A preliminary study on the prognostic significance of cysteine-rich EGF ligand domain 2 protein (CRELD2) in patients with triple negative breast cancer

Mehmet Zahid  Kocak; Murat  Araz; Siddika  Findik; Aykut Demirkiran; Mustafa Korkmaz; Melek Karakurt Eryilmaz; Mehmet Artac

doi:10.17305/bb.2024.11865

Authors

Mehmet Zahid Kocak Necmettin Erbakan University, Meram Faculty of Medicine, Department of Medical Oncology, Konya, Turkey https://orcid.org/0000-0003-3085-7964
Murat Araz Necmettin Erbakan University, Meram Faculty of Medicine, Department of Medical Oncology, Konya, Turkey https://orcid.org/0000-0002-4632-9501
Siddika Findik Necmettin Erbakan University, Meram Faculty of Medicine, Department of Medical Pathology, Konya, Turkey https://orcid.org/0000-0002-3364-7498
Aykut Demirkiran Necmettin Erbakan University, Meram Faculty of Medicine, Department of Medical Oncology, Konya, Turkey https://orcid.org/0000-0002-2842-4695
Mustafa Korkmaz Necmettin Erbakan University, Meram Faculty of Medicine, Department of Medical Oncology, Konya, Turkey
Melek Karakurt Eryilmaz Necmettin Erbakan University, Meram Faculty of Medicine, Department of Medical Oncology, Konya, Turkey
Mehmet Artac Necmettin Erbakan University, Meram Faculty of Medicine, Department of Medical Oncology, Konya, Turkey

DOI:

https://doi.org/10.17305/bb.2024.11865

Keywords:

Cysteine-rich epidermal growth factor ligand domain 2 protein, CRELD-2, breast cancer, triple negative, survival

Abstract

The cysteine-rich epidermal growth factor ligand domain 2 protein (CRELD2) is associated with pathways that regulate epithelial-to-mesenchymal transition, a critical process driving cancer metastasis.
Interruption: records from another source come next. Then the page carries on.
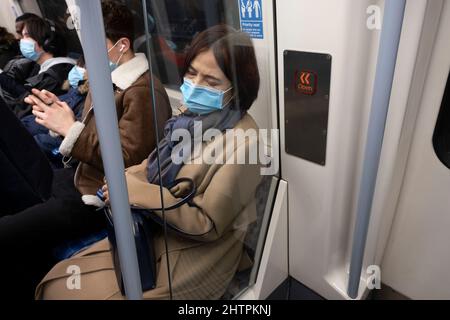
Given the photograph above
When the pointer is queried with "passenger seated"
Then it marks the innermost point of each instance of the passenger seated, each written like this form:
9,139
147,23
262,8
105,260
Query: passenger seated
20,68
203,263
27,238
42,44
9,47
77,86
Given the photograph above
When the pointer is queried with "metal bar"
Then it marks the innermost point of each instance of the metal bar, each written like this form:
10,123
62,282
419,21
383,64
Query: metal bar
387,57
100,83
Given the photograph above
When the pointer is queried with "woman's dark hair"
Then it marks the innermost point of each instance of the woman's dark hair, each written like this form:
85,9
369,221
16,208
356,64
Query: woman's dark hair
46,34
118,20
235,56
6,38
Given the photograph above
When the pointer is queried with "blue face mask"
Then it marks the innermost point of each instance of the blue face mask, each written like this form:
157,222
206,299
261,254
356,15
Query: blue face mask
202,100
76,75
28,50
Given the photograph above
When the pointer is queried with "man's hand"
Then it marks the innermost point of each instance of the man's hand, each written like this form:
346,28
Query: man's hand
51,112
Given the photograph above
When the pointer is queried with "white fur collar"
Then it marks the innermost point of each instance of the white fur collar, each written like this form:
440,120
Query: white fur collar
126,74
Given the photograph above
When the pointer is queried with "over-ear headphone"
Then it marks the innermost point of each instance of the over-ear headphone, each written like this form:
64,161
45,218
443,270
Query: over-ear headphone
49,43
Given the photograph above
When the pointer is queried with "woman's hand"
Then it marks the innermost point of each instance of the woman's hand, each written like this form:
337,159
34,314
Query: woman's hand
106,194
50,112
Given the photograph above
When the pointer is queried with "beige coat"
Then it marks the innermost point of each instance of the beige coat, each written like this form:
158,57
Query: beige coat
201,266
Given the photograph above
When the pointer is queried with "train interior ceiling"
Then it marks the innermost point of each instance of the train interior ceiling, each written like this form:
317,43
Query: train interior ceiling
358,94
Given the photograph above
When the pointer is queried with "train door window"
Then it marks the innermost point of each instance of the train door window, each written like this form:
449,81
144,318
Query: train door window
173,24
441,138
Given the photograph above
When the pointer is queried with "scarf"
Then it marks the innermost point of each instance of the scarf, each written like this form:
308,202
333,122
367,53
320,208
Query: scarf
220,120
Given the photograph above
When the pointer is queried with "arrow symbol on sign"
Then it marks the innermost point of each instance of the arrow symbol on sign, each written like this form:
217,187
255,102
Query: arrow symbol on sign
304,78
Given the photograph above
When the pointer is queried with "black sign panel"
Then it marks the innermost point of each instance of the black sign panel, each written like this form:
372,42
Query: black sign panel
307,79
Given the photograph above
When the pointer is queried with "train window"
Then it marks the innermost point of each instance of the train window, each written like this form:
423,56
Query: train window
441,138
173,24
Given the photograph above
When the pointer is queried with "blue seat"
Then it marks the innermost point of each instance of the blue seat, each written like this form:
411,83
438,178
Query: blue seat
70,248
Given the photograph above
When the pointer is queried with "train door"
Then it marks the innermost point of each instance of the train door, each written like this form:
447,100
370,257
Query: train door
416,261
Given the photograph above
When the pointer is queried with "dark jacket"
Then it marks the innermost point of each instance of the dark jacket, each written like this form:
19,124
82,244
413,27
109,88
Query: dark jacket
135,115
51,80
75,98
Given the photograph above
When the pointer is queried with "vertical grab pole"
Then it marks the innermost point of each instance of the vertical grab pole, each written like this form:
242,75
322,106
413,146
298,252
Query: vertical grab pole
100,83
387,57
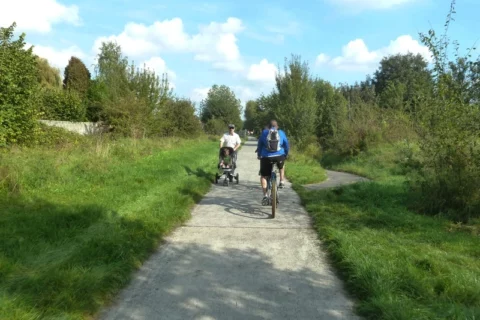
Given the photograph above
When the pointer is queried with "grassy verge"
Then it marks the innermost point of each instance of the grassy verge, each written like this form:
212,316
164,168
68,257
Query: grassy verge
76,221
304,168
398,264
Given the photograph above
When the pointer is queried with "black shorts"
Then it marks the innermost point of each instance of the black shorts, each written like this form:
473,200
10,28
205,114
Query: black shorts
266,164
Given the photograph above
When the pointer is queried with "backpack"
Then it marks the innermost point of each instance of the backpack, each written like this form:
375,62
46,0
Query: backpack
273,140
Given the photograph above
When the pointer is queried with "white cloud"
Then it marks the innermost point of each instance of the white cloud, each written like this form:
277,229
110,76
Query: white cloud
37,15
262,72
357,57
198,94
359,5
59,57
158,65
215,43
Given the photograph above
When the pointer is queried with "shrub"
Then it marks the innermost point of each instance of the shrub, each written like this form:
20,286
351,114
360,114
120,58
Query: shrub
18,89
63,105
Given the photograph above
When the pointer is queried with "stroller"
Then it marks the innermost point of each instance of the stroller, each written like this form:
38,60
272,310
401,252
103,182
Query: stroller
226,166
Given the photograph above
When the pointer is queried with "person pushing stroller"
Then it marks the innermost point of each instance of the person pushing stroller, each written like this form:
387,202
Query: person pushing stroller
231,140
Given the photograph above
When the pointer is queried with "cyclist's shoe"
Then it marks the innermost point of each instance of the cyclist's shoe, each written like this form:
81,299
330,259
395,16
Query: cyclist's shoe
265,201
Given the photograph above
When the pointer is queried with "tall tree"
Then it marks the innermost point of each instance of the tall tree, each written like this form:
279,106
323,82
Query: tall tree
332,110
48,76
18,88
221,104
296,107
76,77
408,70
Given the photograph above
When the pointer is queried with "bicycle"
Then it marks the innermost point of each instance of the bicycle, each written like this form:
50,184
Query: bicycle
272,189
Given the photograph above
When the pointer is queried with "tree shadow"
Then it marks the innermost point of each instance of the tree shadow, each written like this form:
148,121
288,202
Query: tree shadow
64,260
188,280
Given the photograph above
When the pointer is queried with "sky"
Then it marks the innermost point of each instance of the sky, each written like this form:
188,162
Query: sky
242,44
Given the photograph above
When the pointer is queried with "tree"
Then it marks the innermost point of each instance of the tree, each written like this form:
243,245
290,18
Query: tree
48,76
332,110
177,118
148,86
76,77
221,104
296,108
112,70
18,89
408,70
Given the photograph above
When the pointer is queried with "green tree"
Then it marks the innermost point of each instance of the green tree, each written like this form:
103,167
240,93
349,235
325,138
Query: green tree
296,106
148,86
63,105
48,76
221,104
76,77
18,89
112,70
409,70
177,118
332,111
447,174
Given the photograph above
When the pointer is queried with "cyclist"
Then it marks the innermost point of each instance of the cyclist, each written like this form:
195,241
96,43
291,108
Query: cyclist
272,146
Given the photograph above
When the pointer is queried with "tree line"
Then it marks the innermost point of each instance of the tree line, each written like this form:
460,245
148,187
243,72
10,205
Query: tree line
133,101
434,109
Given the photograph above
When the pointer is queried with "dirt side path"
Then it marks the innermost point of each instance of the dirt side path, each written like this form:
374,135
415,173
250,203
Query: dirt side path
231,261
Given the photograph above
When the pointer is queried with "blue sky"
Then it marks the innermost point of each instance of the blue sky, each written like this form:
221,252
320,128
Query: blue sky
238,43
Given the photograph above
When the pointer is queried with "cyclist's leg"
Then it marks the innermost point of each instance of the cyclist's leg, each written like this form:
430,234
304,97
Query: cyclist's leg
281,164
265,169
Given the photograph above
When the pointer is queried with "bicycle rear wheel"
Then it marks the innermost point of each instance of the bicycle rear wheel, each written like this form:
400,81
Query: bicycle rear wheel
274,197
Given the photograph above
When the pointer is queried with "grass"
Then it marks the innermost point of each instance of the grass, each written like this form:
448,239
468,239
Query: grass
77,220
398,264
304,168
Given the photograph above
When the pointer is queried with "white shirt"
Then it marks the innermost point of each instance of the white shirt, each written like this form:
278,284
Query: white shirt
229,140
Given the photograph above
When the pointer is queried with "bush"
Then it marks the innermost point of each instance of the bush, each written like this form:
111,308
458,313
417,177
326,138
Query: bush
62,105
448,174
18,89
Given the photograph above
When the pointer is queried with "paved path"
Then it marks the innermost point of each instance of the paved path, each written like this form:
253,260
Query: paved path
335,179
231,261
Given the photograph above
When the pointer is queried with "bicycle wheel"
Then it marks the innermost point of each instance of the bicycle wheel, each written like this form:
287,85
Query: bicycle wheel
274,197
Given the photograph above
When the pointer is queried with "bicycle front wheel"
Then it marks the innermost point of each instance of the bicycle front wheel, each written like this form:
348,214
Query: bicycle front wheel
274,197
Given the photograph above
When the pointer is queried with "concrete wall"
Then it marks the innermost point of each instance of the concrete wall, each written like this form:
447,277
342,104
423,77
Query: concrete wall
83,128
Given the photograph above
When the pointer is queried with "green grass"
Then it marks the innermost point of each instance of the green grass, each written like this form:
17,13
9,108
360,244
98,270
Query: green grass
76,221
397,264
301,168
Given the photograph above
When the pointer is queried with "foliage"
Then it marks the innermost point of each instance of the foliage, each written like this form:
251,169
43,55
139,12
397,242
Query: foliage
148,86
221,104
58,104
18,89
48,76
331,112
176,119
296,107
403,77
76,77
447,177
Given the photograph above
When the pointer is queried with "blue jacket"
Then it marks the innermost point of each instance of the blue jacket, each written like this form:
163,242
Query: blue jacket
262,142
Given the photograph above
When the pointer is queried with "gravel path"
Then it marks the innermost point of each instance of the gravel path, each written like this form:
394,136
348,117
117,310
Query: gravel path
231,261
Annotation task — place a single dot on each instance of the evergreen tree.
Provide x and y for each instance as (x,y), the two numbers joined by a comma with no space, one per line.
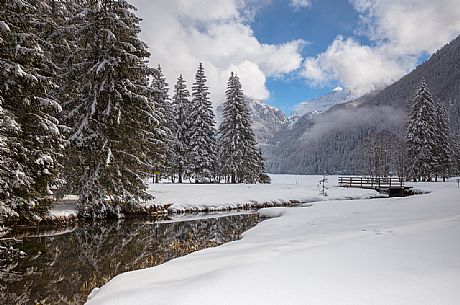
(112,113)
(163,105)
(238,154)
(202,131)
(444,151)
(421,135)
(181,131)
(30,134)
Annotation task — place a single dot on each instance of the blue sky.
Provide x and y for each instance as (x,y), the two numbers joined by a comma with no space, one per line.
(289,51)
(318,25)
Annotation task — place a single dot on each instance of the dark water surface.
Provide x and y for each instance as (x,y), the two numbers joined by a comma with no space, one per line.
(63,266)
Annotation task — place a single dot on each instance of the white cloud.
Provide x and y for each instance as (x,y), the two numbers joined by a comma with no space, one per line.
(298,4)
(400,32)
(359,68)
(182,33)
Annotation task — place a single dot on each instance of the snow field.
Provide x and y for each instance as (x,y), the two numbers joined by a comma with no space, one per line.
(379,252)
(284,188)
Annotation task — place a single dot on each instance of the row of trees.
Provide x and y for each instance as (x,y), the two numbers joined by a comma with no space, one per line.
(81,112)
(429,151)
(196,150)
(426,151)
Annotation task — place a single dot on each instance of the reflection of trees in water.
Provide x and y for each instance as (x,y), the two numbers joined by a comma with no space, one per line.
(63,269)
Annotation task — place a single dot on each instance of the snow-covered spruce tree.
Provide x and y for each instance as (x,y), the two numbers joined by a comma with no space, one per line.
(163,105)
(421,136)
(181,131)
(112,115)
(238,153)
(263,176)
(202,138)
(443,150)
(30,134)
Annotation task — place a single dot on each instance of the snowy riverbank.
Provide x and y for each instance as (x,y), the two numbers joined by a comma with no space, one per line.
(284,190)
(383,251)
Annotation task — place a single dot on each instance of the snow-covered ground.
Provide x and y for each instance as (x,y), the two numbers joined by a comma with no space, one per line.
(283,188)
(216,197)
(380,251)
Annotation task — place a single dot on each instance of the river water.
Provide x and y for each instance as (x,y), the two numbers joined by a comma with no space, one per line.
(62,266)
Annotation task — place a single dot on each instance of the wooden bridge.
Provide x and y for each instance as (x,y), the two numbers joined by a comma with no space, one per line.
(393,186)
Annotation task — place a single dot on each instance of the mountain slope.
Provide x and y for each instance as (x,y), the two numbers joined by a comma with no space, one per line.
(267,120)
(333,141)
(337,96)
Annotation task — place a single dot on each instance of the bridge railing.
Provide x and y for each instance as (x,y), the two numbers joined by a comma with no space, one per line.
(371,182)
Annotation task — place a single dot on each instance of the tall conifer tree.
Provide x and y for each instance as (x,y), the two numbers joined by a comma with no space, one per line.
(421,135)
(30,134)
(202,131)
(163,105)
(112,114)
(444,150)
(238,153)
(181,109)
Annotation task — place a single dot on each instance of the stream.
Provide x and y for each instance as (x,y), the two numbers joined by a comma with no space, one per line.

This study aimed to determine the prognostic value of CRELD2 status on survival outcomes in triple-negative breast cancer (TNBC). Seventy patients were included in the study. Thirty-four patients were metastatic, and 36 patients were non-metastatic. CRELD2 protein expression in tumor tissue was determined by immunohistochemical staining (IHC). The patients were divided into two groups: CRELD2 positive and negative groups. Clinicopathological features and survival outcomes were compared between the groups. In the survival analysis of the non-metastatic patient group, five-year overall survival (OS) rate was 91.7% in the CRELD2-positive patient group and 91% in the negative group (P = 0.91). Median progression free survival (PFS) was 9.4 (95% confidence interval [CI]: 6.4–12.4) months in the CRELD2-positive group and 11.9 (95% CI: 8.2–18.6) months in the CRELD2-negative group (P = 0.04). The median OS was 17.2 (95% CI: 13.7–22.3) months in the CRELD2-positive group and 24.7 (95% CI: 21.8–29.6) months in the CRELD2-negative group (P = 0.02). In multivariate analysis, CRELD2 status (negative vs positive) (hazard ratio [HR]: 0.50, 95% CI: 0.38–0.96, P = 0.02) was determined to be a risk factor for OS and CRELD2 status (negative vs positive) (HR: 0.82, 95% CI: 0.33–0.96, P = 0.01) was defined as a risk factor for PFS in patients with metastatic TNBC. This is the first clinical study to determine the effect of CRELD2 on survival and as a prognostic marker in patients with triple metastatic breast cancer. These results need to be validated prospectively with a large sample size.